I finally had a chance to go fishing with my friend Capt. John Rivers on the Mega Bite, and what a trip we had. This was by far the best inshore trip i have ever been on, and he said it was in his Top 3 Ever...























Launched at 17th at 0530 and went to an undisclosed location north of the launch,, fished for about 30 minutes in the dark and didnt even get a hit, so we picked up and went a little further north and east, found a little flat and started throwing a lipless crank bait, and hooked up on the first cast, we ended up catching over 60 trout, 2 reds, tons of lady fish and a hand size jack cravelle, the crazy thing is all the trout except 4 or 5 were over 18 inches, and a bunch were 21, Kept 10 nice ones for the dinner table, Banner trip, thanks Capt. John, made for great thursday..


----------



## Tobiwan (Apr 27, 2012)

Nice...tons of fun


----------



## dthomas142 (Jul 18, 2011)

Good job fellas, sounds like a great dinner! Hoping for somthing similar tomorrow am!


----------



## OTTE*DA*WORM (Feb 12, 2011)

oooooooweeeeee! Looks like it was a good day. O*D*W


----------



## Captdroot (Jan 18, 2012)

Nice pics.
Looks like Autumn fishing is here...... just as Autumn arrives. A nice day of fishing. Had to be fun.
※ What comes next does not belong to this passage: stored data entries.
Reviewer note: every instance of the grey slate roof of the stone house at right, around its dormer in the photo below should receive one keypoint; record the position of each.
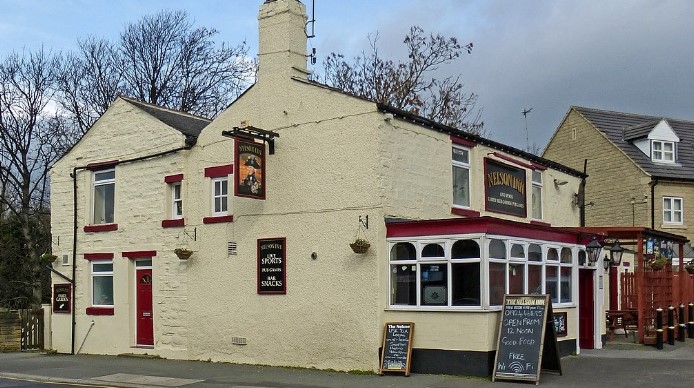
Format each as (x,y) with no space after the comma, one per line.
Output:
(615,124)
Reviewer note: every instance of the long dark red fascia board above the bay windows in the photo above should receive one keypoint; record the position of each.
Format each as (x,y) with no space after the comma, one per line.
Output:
(489,225)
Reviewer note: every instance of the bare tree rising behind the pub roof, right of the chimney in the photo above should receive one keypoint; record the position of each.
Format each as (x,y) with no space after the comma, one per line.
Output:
(409,85)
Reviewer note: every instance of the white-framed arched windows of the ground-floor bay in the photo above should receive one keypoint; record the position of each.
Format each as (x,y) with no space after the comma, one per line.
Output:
(455,273)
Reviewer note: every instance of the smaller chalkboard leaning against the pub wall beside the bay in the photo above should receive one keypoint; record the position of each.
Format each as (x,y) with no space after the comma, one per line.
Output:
(396,352)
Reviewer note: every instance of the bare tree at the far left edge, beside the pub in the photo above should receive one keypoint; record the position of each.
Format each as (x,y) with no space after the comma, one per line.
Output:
(31,139)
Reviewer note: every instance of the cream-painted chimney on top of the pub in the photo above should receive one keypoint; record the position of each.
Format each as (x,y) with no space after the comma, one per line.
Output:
(282,43)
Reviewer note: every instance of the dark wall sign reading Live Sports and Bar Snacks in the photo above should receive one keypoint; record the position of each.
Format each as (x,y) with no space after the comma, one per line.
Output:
(272,275)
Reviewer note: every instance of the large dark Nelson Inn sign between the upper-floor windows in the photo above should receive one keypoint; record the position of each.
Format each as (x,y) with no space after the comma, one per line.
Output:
(504,188)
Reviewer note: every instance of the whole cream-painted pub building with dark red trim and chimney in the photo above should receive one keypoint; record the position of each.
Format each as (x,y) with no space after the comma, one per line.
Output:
(288,230)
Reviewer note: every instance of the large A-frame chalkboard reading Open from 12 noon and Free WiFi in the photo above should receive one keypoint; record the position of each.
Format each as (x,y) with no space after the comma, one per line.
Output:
(527,340)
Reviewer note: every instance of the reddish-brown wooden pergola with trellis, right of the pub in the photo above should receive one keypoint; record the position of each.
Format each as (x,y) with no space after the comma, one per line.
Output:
(646,288)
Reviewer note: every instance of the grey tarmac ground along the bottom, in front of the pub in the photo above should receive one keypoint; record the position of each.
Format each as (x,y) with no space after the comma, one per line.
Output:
(621,363)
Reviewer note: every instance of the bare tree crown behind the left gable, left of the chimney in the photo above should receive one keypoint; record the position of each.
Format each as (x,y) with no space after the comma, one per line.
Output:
(161,59)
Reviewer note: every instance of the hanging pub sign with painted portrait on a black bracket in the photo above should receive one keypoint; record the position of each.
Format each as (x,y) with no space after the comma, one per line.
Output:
(250,169)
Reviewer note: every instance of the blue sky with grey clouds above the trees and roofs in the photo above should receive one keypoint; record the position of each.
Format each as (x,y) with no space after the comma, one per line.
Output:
(625,55)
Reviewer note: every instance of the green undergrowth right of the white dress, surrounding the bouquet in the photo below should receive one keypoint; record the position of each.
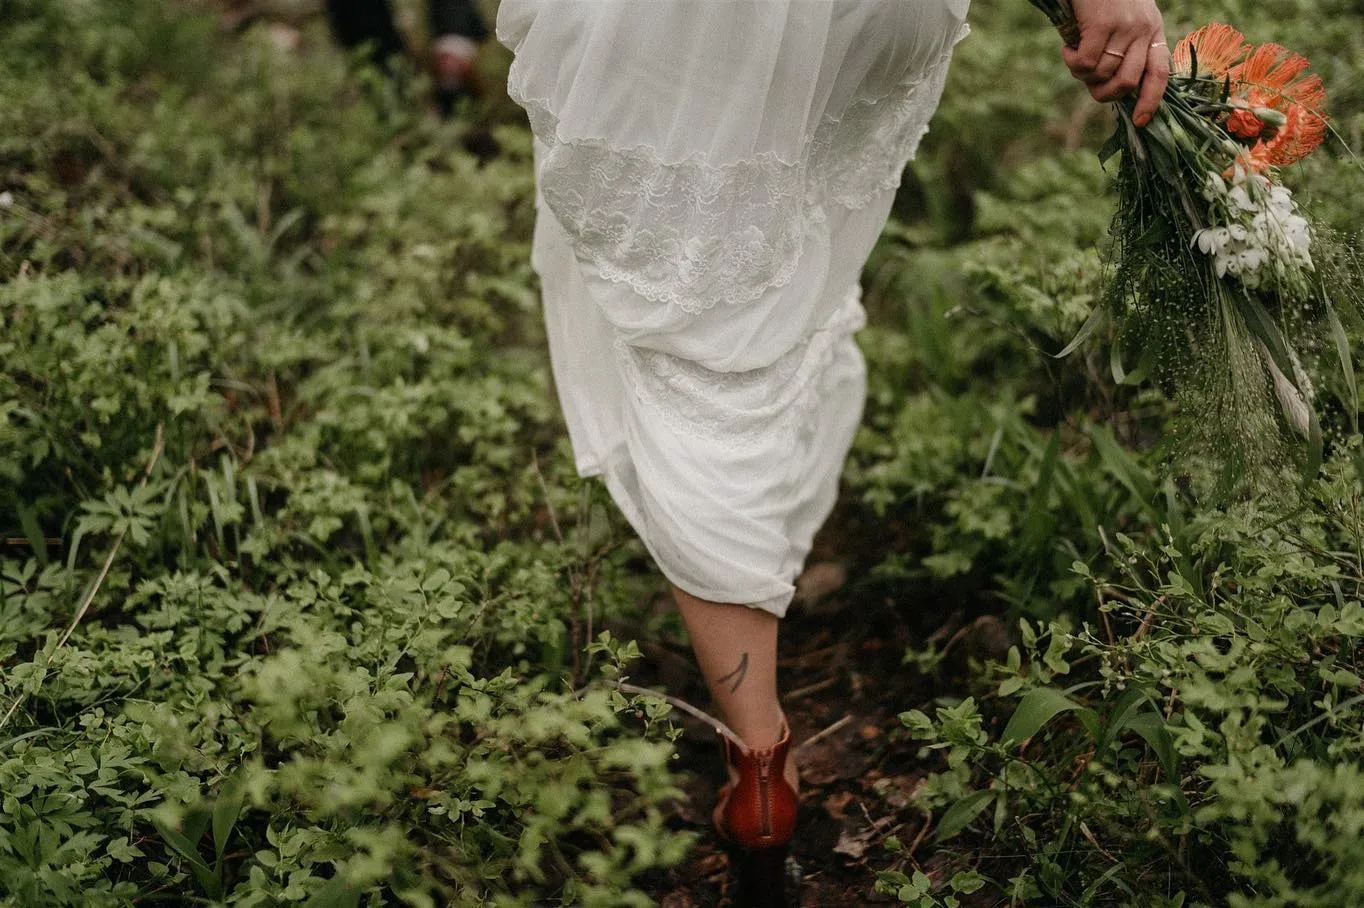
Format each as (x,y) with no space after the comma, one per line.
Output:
(1176,722)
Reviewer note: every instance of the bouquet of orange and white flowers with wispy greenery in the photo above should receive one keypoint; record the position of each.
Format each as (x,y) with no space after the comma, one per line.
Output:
(1217,280)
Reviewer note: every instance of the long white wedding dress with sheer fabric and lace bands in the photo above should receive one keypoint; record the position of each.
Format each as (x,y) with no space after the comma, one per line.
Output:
(713,175)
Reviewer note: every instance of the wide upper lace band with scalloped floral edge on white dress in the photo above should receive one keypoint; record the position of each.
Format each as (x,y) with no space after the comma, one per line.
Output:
(694,234)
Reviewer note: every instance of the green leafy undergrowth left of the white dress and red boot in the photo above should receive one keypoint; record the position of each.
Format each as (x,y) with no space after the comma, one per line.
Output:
(273,407)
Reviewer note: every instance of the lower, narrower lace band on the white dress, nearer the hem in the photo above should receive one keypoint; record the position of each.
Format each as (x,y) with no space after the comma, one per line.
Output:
(744,410)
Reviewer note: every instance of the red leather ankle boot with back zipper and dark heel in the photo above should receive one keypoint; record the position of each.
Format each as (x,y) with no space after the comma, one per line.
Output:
(758,816)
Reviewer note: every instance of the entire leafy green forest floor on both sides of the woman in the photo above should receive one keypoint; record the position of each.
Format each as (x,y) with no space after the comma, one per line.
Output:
(301,602)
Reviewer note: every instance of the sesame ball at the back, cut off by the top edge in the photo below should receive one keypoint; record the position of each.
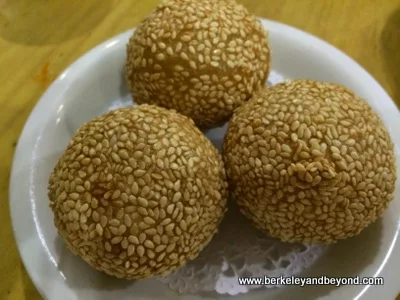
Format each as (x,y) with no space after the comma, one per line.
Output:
(202,58)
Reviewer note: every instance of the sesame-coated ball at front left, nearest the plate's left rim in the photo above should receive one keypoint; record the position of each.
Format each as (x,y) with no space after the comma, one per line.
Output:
(138,192)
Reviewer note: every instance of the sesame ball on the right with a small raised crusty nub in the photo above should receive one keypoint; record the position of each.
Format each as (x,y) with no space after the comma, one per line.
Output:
(309,162)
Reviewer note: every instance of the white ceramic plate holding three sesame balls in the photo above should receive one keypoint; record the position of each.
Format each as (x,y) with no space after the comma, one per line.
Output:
(94,83)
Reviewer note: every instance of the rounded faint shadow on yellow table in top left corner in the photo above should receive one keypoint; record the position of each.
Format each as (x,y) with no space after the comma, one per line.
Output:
(28,22)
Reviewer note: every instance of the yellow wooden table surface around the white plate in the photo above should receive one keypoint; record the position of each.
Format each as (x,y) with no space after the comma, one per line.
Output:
(39,39)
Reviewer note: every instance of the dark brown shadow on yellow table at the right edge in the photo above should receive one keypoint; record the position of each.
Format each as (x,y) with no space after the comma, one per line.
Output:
(390,41)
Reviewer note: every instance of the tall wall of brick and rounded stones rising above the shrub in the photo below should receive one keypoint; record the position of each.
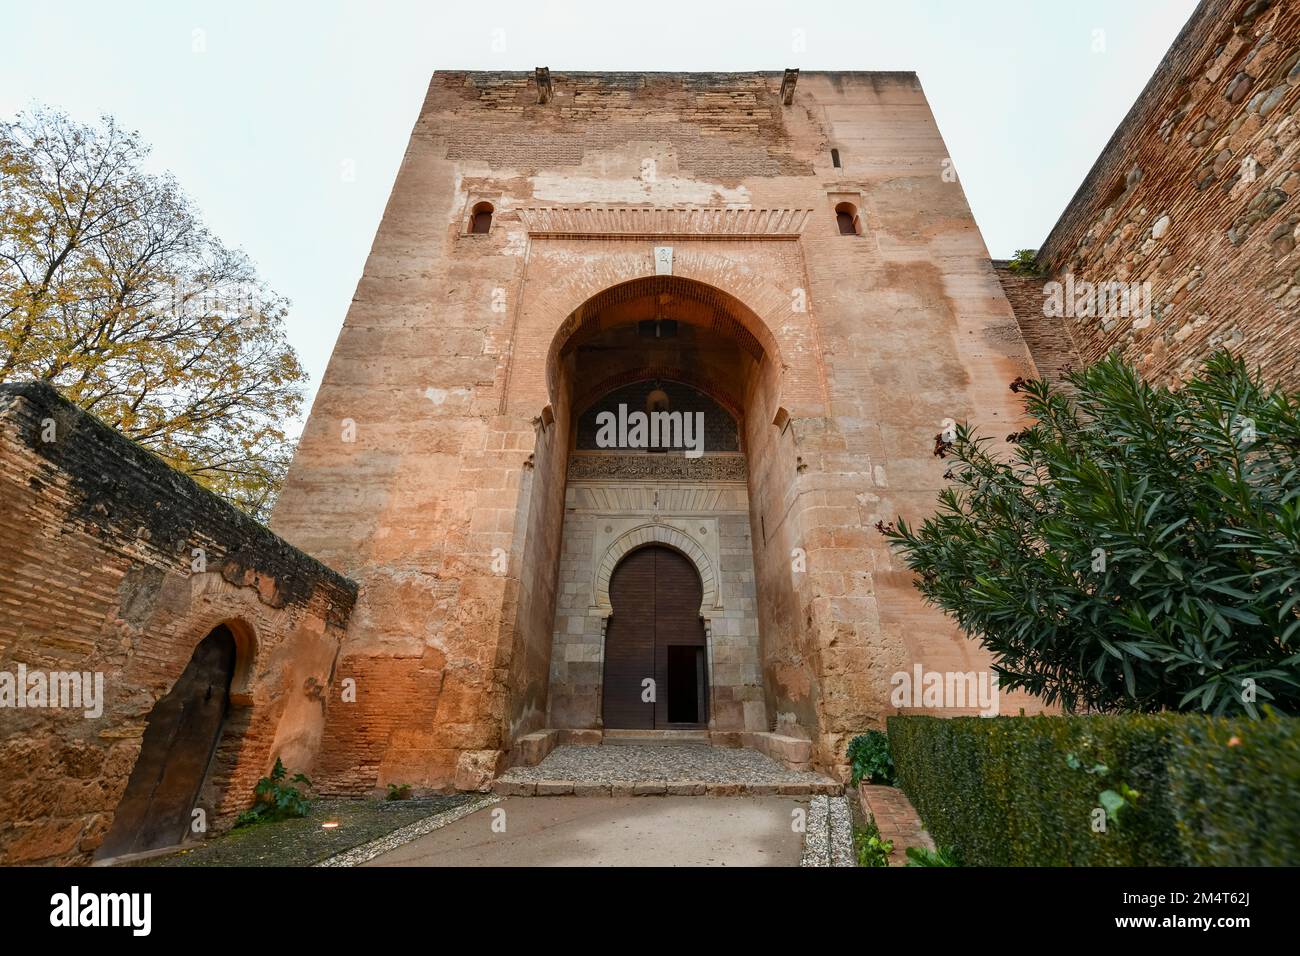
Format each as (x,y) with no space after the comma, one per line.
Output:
(1198,194)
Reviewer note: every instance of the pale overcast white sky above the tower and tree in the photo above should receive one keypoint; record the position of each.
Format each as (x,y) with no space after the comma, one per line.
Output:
(287,122)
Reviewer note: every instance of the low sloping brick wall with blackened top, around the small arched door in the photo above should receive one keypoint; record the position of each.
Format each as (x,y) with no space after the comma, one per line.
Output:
(98,550)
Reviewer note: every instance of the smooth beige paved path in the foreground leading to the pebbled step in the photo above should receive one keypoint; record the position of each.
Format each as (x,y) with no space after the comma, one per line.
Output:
(616,832)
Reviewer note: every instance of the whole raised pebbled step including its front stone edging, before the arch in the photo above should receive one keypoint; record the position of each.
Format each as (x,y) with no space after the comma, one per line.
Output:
(657,771)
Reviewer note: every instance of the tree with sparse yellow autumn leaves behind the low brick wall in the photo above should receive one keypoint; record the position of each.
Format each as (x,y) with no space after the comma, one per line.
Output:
(112,291)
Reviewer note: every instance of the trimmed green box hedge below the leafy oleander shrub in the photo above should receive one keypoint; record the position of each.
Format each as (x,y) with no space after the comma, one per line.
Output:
(1017,791)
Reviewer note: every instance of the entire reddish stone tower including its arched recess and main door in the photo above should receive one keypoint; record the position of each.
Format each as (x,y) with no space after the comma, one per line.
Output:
(792,259)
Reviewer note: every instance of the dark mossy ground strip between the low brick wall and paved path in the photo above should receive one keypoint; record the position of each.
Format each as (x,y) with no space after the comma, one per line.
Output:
(305,842)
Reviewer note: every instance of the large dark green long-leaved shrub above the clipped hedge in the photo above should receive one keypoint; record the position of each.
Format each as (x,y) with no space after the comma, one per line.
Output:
(1141,551)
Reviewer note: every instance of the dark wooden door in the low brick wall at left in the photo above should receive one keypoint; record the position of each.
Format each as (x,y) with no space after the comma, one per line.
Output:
(180,737)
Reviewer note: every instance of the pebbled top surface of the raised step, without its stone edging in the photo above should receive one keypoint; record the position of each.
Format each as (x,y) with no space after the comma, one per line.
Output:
(639,763)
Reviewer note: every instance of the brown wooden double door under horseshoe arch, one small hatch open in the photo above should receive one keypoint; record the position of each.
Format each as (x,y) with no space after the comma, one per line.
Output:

Good luck, calm seas, and stay safe


----------



## Capt. John Rivers (Jul 28, 2012)

It was great to get you out on the water, brother! We’ve tried many times, but our schedules just didn’t mesh. Kenny and I were like two kids laughing and hooking fish after fish all morning. It was truly a day to remember with a good friend. I had another trip again this morning; hit a few of the same areas. We didn’t catch 60, but we did catch 30 good trout with lots of small ladyfish mixed in. No redfish today, but that’s ok. Mark was my fishing partner today and he wanted to learn some things about inshore fishing. I’m happy to say that Mark landed his biggest trout ever on my boat-- a whopper 25” stud, estimated weight was around 3.5 - 4 lbs or bettter. It crushed a Paul Brown MirrOlure 8ft off the bow of the boat, we watched it and it was totally awesome.
I’ll try and write up a few reports from time to time over the winter.
Here are a few pics from todays trip

Close up of trout with a MirrOlure - MirrOdine in it's mouth.









Mark with his big trout.









Me - John with a nice speck








Take care and tight lines.
John


----------



## Captdroot (Jan 18, 2012)

Makin memories, no price on that!

good luck


----------



## EmeraldGhostJr (Aug 21, 2012)

Oh wow, nice job fellas. :thumbup: Definitely sounds like a day to remember, hope you get to do it again sometime soon.


----------



## todd in the bay (Oct 3, 2007)

Way to go guys! Always have a blast!
Ps, Kenny thanks for getting us back in the saddle!


----------



## Sequoiha (Sep 28, 2007)

You are quite welcome Todd,, nice red.....................


----------



## cobe killer (Apr 13, 2008)

nice report kenny. capt'n rivers can put u on the trout for sure!!


----------